Case law updates

ECHR says employer wrong to monitor private messages

The European Court of Human Rights (ECHR) has ruled that a worker had his rights breached when his private emails were monitored by his employer without his knowledge. Romanian national Bogdan Bărbulescu was employed as a sales engineer  between August 2004 and August 2007. As part of the role he set up a Yahoo Messenger account to handle customers’ queries. In July 2007 Bărbulescu’s employer told him that his activity on this account had been monitored, showing that he had been using the internet for personal purposes. Upon denying it, he was then presented with transcripts of conversations to personal matters. He was dismissed for breaching the company’s internal regulations, prohibiting the use of company resources for personal purposes.

When the Romanian courts found against him, he took the case to the ECHR, arguing that the messages were protected by Article 8 – the right to respect for private and family life, the home and correspondence – of the European Convention on Human Rights. In a judgment in January 2016 the EHCR ruled that the Romanian courts had struck a fair balance between his rights and the interests of his employer.

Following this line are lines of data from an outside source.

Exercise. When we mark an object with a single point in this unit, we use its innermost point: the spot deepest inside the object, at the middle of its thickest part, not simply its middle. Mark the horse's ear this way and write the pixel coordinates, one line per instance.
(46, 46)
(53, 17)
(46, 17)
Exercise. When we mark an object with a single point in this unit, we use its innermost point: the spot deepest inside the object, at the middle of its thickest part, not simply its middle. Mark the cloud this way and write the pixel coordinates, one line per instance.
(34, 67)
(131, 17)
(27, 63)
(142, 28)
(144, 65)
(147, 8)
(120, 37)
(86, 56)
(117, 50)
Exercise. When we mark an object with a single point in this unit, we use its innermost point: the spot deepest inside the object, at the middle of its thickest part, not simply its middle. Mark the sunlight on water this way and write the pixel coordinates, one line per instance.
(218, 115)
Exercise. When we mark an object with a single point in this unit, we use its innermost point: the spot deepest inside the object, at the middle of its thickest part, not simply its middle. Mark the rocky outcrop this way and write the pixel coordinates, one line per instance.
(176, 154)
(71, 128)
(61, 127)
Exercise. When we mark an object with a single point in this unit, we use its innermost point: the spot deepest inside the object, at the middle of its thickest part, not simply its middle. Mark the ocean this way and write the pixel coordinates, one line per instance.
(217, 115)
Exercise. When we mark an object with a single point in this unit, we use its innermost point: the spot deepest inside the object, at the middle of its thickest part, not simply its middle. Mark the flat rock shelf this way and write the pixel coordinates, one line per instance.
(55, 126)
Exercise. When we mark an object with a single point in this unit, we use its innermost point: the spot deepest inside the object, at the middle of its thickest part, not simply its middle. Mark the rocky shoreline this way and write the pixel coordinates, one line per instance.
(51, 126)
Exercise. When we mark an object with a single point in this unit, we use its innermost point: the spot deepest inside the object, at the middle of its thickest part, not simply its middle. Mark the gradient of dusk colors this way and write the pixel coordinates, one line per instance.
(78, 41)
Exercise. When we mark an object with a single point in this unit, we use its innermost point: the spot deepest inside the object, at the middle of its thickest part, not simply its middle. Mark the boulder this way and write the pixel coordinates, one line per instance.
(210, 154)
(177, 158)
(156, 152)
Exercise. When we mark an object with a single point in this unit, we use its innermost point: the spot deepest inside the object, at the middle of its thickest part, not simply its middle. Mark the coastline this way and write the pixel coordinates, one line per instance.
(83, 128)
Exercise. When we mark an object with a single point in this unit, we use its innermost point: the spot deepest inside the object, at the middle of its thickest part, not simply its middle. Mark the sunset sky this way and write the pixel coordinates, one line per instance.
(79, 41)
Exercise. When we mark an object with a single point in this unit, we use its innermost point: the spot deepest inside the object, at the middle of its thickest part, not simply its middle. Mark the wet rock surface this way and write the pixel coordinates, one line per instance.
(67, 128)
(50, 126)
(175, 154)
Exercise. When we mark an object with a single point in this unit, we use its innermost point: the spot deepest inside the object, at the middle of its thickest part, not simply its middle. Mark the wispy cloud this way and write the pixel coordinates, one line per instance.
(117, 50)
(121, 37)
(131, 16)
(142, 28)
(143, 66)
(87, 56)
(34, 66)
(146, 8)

However, on appeal to the ECHR’s grand chamber it has now been ruled that there was indeed a violation of Article 8. The national courts had failed to determine whether Bărbulescu had received prior notification that his messages might be monitored or to what extent. Moreover the national courts had failed to consider why the company had deemed it necessary to introduce monitoring in the first place, and whether it could have used measures less intrusive to the private life of the employee.